Порывы ветра потушили лучины, освещавшие раннюю церемонию. Протяжные скрипы древа были подобны стонам, сродни тем с которыми мать впускала в жизнь мертворождённого. Под шум ветра, и свет зарождающегося утра - дупло начало зарастать. На месте прежней чёрной зияющей дыры, прорастала молодая древесина. Когда ветер стих, отец взял нож и начал нежно строгать плоть древа, вырезая глаза, нос, рот и всё прочее, что сейчас было лишь лёгкие бугорки и впадины на молодой древесине заросшего дупла. Закончив ритуал, отец вернулся к молчаливым наблюдателям и бледной матери мертворожденной. Теперь её чадо переживёт многие поколения племени.
Над опушкой зажглась новая звезда. На месте прежней тусклой зелёной звезды одинокого древа, теперь пылала ярко жёлтая звёздочка, пульсирующая в такт бьющегося сердца внутри вяза. Процессия удалялась от дерева, но зарево новых суток разгоралось над землёй берестяных живых. Жёлтые звёзды скрывались в небе, уступая место разгорающемуся свету нового дня.
В первую ночь, после обряда – древесные глаза впервые открылись. Перед их взором предстали скорбные мать и отец. Мертворождённая всё понимала – весь день, её душа была вне тверди. В океане эфира она общалась с такими же как она и теми, кто вовсе не похож на неё саму. За один день она узнала о мире больше, чем многие живые узнают за всю жизнь. И сейчас она твёрдо знала пред ней стоят живые, что любят её больше всего в мире, даже не взирая, на отсутствие дыхания.

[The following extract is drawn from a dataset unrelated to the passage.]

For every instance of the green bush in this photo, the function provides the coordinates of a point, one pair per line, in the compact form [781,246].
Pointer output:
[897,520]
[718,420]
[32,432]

Слова, что слетали с древесных губ, были похожи на шелест листвы. Мертворождённая уже точно знала, какие фразы утешат её родителей. Слёзы матери сквозь улыбку, были подтверждением, что всякая буква стояла на своём месте. Тёплые объятия отца, что обхватили столб вяза, грубыми морщинистыми руками, были приятным завершением первой, но не последней встречи. Ещё многие поколения тех, кто кровно связан с мертворождённой, будут приходить на опушку перед вязом.
Никто не забыт, ничто не забыто. Жёлтые звёзды гаснут навсегда, лишь только когда последний пращур забывает имя того, кто погребён в стволе могучего древа. Спустя многие сотни дней, имя мертворождённой было забыто. Тропа к вязу заросла полыньёй. А лицо без воскового ухода потрескалось и покрылось трещинами, подобно старческим морщинам. Это была последняя ночь, в которую жёлтая звезда служившая путеводной для многих племён погасала навсегда. В следующую ночь, все узнают, что имена которые были дарованы путеводной звезде леса были ложными, а тот кто знал истинное – испустил дух в вымершей деревне берестяных живых. Мертворождённая прожила долгую жизнь, длинна которой не уложится в голове обычного живого. Она была счастлива покинуть старый вяз и наконец, раствориться в эфире. Где её уже давно ожидали отец и мать.
Так гаснут звёзды.
Казалось, что есть только я и Оно. Событие, что врезалось в память всеми щупальцами и не отпускало. Вся моя жизнь и действия были наполнены лишь Тем-что-нельзя-назвать, а можно лишь ощутить. Только в кратком миге после сна, когда я не помнил, кто я сам - находил я забвенье от страшного Чувства. Но миг кончался. И Оно возвращалось на круги своя с новой силой. Благо, с каждым новым днём, миг забвенья всё удлинялся и удлинялся, пока в одно чудесное утро - я вовсе не забыл о том, о чём и не стоит вспоминать.
Все забудется, сотрется из памяти, как стираются из памяти дурные сны. Ты просыпаешься тяжело дыша и обливаясь потом, а через пятнадцать минут не можешь вспомнить, что тебе снилось.